In the context of our finding that women of colour were more often seen than heard from in Scottish news, it is difficult to escape the conclusion that women of colour candidates were used by the media for their symbolic value. We certainly do not want to downplay that symbolic value. As Stewart told us: “the coverage of my election has motivated many youngsters, they have been inspired by the story and feel like a door has opened for them”.

However, the story will remain only symbolic if Stewart, Gosal and other women of colour are not also shown as political actors. This is something Stewart is cognisant of. When approached for media comment on her swearing in as an MSP, she responded that she had “said all there was to be said” about her historic first, but was happy to “discuss politics, not just the human interest story”. No media outlets took her up on this.

Stewart also noted how the expertise and experience she had acquired through 30 years in teaching was trivialised. “I would get comments like, ‘I bet it’s really handy to have a primary teacher in the parliament to keep everyone in order’, ‘the children must be very proud of you,’ ‘are you sad to be leaving?’. But I wasn’t asked for my views on education policy, or plans for change.” In fact, in the three months since her historic election Stewart has been approached by the media for comment only twice, both in relation to constituency matters. These requests are, of course, entirely legitimate. However, the limited terms of engagement confirms Stewart’s sense that journalists “go to the same faces” on national stories.

So whilst Stewart’s and Gosal’s elections were widely heralded, Scottish news continues to lag behind Scottish public life in its representation of women in politics per se and women of colour in particular. The challenge now is to ensure that women like Stewart and Gosal are used as sources on a range of issues, not simply when the focus is on their experiences as women of colour.

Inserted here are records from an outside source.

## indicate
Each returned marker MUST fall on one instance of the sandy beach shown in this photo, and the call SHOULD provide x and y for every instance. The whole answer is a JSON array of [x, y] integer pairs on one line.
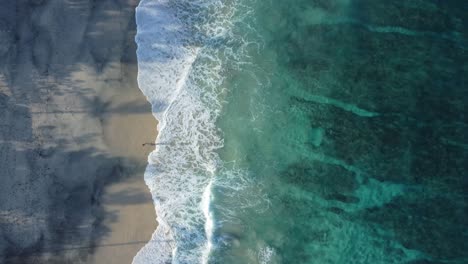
[[72, 127]]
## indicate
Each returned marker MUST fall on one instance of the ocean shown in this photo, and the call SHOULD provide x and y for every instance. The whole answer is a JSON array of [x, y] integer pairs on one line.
[[307, 131]]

As Stewart put it, “we’re not one-hit wonders”.

Journalists and researchers clearly have an important role to play in this. So, too, do the press offices of the political parties.

As we are fond of saying, it is time to pass the mic.


[i]  This made use of footage from BBC Scotland’s Disclosure programme “Breaking the Mould”, first broadcast on BBC One Scotland on 22nd March 2021.

[ii] This includes stories for Scottish Sun, STV and multiple stories in The National.

[iii] See “Alba candidate denies working for Russians” (Scotsman, 4th May, p.7) and “Women of Alba in rights support” (Sunday Mail, 2nd May, p.5).